I was at a fiction reading the other day, and the guy introducing the author said, while talking about Otis Redding’s “messy” songs, that if a love song is too clean, it is probably a lie. This struck me, not as some new revelation, but as an important reminder. I had, at this point, been listening to Dolly Varden’s The Panic Bell for a couple of days, and was drawing a blank on what to say. This quote, it turns out, was what I needed.
Make no mistake about it, Dolly Varden want you to be sad. And the canvas on which the sad lyrics are laid isn’t a bad one. Mark Balletto’s guitar work is the biggest highlight here. He knows how to lay a quick, countrified riff or a few lilting notes into any moment of any song, like he does in the otherwise dull “Small Pockets”. His work is always welcome as the rest of the music is clean and straightforward, but perhaps overly simple. The organs that so effectively open the record on “Complete Resistance” don’t get much use later on in the record, where acoustic-based, straight-up pop tunes take over.
And in these pop tunes is where we’re supposed to find the sadness and worry that singer Steve Dawson and company wanted to pack The Panic Bell with. The problem is that these songs are way too clean, and the simple sound, the pitch-perfect vocals, the underwhelming lyrics all make for a record that is pretty hard to believe.
The lyrics, in particular, are problematic. “The Truth is Told”, the second song on the record sung by Dawson’s wife, Diane Christiansen, has a chorus that could on first listen seem genuine and sad. She tells the story of a woman who is turning her lover away, refusing to answer the phone, hoping he’ll leave her alone. But once the words get into your head, any emotion in the song gets lost. Christiansen sings “I don’t like you, no I don’t / I can’t see you, no I won’t / If you call me, I’ll be cold / I am sorry, the truth is told.” The repetition early of “I don’t like you, no I don’t” is clunky enough, clearly put there to serve a forced rhyme. But at the end of the chorus, where the title comes in, forcing a rhyme ends up making the singer sound terribly condescending. No one would ever say to someone they cared about, “The truth is told.” At least not outside of a British soap opera.
And Dolly Varden seem to be aware of weakness in their lyrics, and try to make up for it with occasional vulgarity. In “Complete Resistance”, Dawson sings about sitting in front of the TV while it “jerks off your feelings” and Christiansen starts off “Small Pockets” with “Daddy got real sad when he saw a hardcore porn show.” Never mind that this second one is overstuffed into a simple melody, but both these “shocking” lines are delivered so awkwardly that they couldn’t possibly be effective, and the lack of conviction behind them negates any shock or energy in the songs.
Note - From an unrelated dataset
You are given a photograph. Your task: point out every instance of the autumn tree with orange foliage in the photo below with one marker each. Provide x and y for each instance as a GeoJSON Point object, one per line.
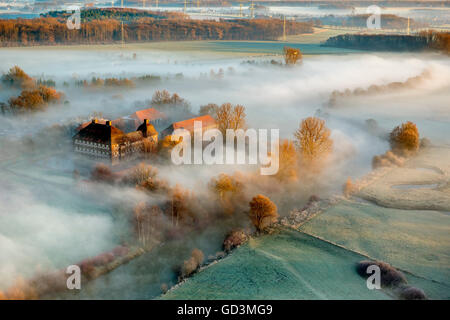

“Complete Resistance” is a particularly good example of the record’s weaknesses. It is easily the best song, and would be quite good, even good enough to negate the awkward “jerk off” line, if Dolly Varden just showed some restraint. The song goes for nearly six minutes, and the threadbare melody and straight-forward structure just can’t hold the song up that long. For the last two minutes or so, Dawson sings the chorus over and over again, without much of a change in inflection or emotion. There is the slightest hint of ambient guitars and overdubs that could be interesting if they weren’t so buried in the mix under much less interesting music.
This isn’t all to say that Dolly Varden is deliberate in their manipulation, it is more a question of execution. The songs all seem to be missing the intangibles that get into your blood and make you feel them so bad it doesn’t matter if they’re “true.” Maybe the production is too slick, or the guitars not strummed hard enough. Maybe they could stand to sing a note off-key once in a while. The Panic Bell could use a shot in the arm, and maybe then some real panic would seep into this album. As it stands, the music is mathematic in its composition, its parts adding up to something complete but ultimately cold. And Otis Redding knew, and maybe Dolly Varden could learn, there isn’t anything mathematic about sadness.